La posesión pública es de hecho la cumbre de ese camino religioso extremamente exigente y punitivo. Después del trance, no se lo puede comentar con absolutamente nadie. Es una experiencia totalmente privada que no admite ni confesor ni confidentes. No solamente que uno no puede decir que entró en trance, como que no puede oír a nadie hacer comentarios sobre su trance. Durante este estado, la divinidad que posee el cuerpo del adepto da “consultas” y sugiere soluciones para quienes piden consejos a la divinidad que está presente en su cuerpo. Más aún, la divinidad puede hasta dejar mensaje para el alter ego de sí misma a través del artificio de referirse a sí misma en tercera persona; pero ese interlocutor-mediador casi siempre cambia, lo que hace esparcir, digamos, por toda la comunidad, la memoria de sus orishas. Así, no solamente la biografía individual es fragmentada sino que la biografía del orisha también lo es. Las biografías son así construídas colectivamente, pero con muchas censuras; la biografía del orisha es narrada en parte por la persona que lo recibe en trance y en parte por los otros. Las dos historias del espíritu quedan así cortadas. Nadie tiene la verdad, ni sobre su propia salida de sí, ni sobre la salida de sí de sus hermanos de culto; la posesión sigue siendo al mismo tiempo una realidad y un misterio. Si la Hermenéutica nos hace recordar que comprender significa siempre afirmar una visión parcial, en el mundo del shangó ello es una verdad de sentido común.

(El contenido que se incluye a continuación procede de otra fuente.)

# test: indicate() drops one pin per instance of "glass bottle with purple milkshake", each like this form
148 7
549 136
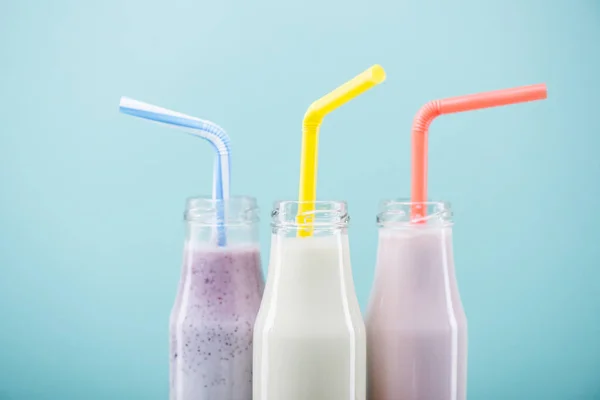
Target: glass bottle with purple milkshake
220 290
416 325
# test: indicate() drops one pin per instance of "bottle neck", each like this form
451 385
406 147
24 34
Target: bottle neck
306 220
223 223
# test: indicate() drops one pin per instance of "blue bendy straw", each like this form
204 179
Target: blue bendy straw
213 133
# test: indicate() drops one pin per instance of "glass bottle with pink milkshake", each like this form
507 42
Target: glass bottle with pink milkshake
416 325
220 290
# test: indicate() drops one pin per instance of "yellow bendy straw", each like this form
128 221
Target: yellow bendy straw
310 139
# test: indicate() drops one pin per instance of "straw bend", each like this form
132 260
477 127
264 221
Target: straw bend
310 136
433 109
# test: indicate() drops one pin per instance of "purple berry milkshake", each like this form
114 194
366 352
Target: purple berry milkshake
212 323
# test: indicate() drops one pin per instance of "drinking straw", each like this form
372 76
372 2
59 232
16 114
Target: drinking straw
310 138
207 130
431 110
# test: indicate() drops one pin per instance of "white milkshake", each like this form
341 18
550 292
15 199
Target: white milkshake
309 337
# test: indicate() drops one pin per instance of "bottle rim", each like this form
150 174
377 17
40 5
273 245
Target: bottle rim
398 213
323 214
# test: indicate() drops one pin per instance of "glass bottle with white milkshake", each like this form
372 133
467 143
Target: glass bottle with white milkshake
309 336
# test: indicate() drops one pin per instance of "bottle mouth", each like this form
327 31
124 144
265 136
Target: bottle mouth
237 210
310 214
399 214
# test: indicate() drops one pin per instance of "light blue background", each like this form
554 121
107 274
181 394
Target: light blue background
91 201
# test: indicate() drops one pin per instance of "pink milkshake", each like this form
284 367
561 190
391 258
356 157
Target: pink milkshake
416 326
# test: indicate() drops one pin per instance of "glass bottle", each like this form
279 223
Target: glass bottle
217 301
416 325
309 337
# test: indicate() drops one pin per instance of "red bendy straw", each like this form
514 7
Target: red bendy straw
434 108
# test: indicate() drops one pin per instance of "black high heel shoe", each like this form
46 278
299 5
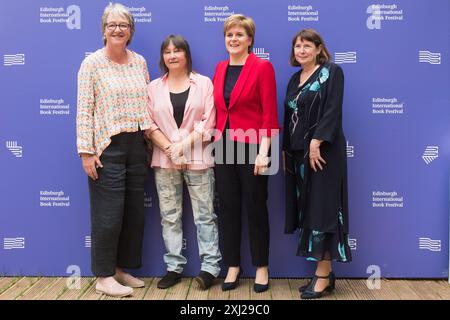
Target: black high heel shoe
226 286
258 288
309 292
332 281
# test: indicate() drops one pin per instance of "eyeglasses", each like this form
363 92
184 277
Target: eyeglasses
113 26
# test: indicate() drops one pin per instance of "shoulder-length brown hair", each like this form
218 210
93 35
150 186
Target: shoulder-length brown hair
313 36
180 43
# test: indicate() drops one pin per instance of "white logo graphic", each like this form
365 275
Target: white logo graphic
374 20
74 281
74 19
430 57
350 151
14 59
430 154
14 243
259 52
15 149
429 244
352 244
87 241
345 57
148 201
374 280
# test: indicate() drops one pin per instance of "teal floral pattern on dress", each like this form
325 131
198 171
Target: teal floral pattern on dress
315 86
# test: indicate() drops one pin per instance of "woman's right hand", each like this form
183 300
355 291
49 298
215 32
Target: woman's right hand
90 164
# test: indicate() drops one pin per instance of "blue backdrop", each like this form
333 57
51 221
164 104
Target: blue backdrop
395 56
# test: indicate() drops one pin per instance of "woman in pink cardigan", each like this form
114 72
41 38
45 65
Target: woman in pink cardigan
182 117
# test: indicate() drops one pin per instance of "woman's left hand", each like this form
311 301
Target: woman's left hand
261 164
315 159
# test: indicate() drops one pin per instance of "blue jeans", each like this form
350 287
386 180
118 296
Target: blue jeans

Quizás la cantidad de calumnias, intrigas, tensiones interpersonales tan frecuentes entre los miembros sean un canalizador posible de la necesidad de exteriorizar imágenes del otro negadas por el tabú sobre el propio trance del cual solamente el tercero puede hablar con los otros miembros. Hablar -bien o mal- de los orisha que ocupan a los colegas de culto (los “hermanos” y “hermanas de santo”) es un modo de dominar los fantasmas del silencio de sus propias experiencias las cuales, al mismo tiempo que son las más importantes internamente, son las menos negociables socialmente.
Dicho en términos de la mística de las "grandes religiones", mientras la apófasis letrada posee su dinamismo propio capaz de generar desplazamientos de significantes que responden a estímulos, visiones y procesos internos que solamente ganan vida plena cuando externalizados en texto escrito, en el caso de la posesión el dinamismo consiste en profundizar en silencio la experiencia propiamente dicha -psíquica, corporal, espiritual, emocional- La tensión del silencio acumulado se resuelve en una nueva salida de sí, hasta que se alcance una completa madurez en esa vida “dentro y fuera de la mente”, para utilizar la expresión de Ruth Padel sobre el self griego trágico (Padel 1992) Una vez conquistado, ese control profundo del desdoblamiento interno es pasado a los más jóvenes, en general sin que ninguna palabra sea dicha. Más una vez, la renuncia al habla es uno de los pilares de la devoción afrobrasileña ortodoxa.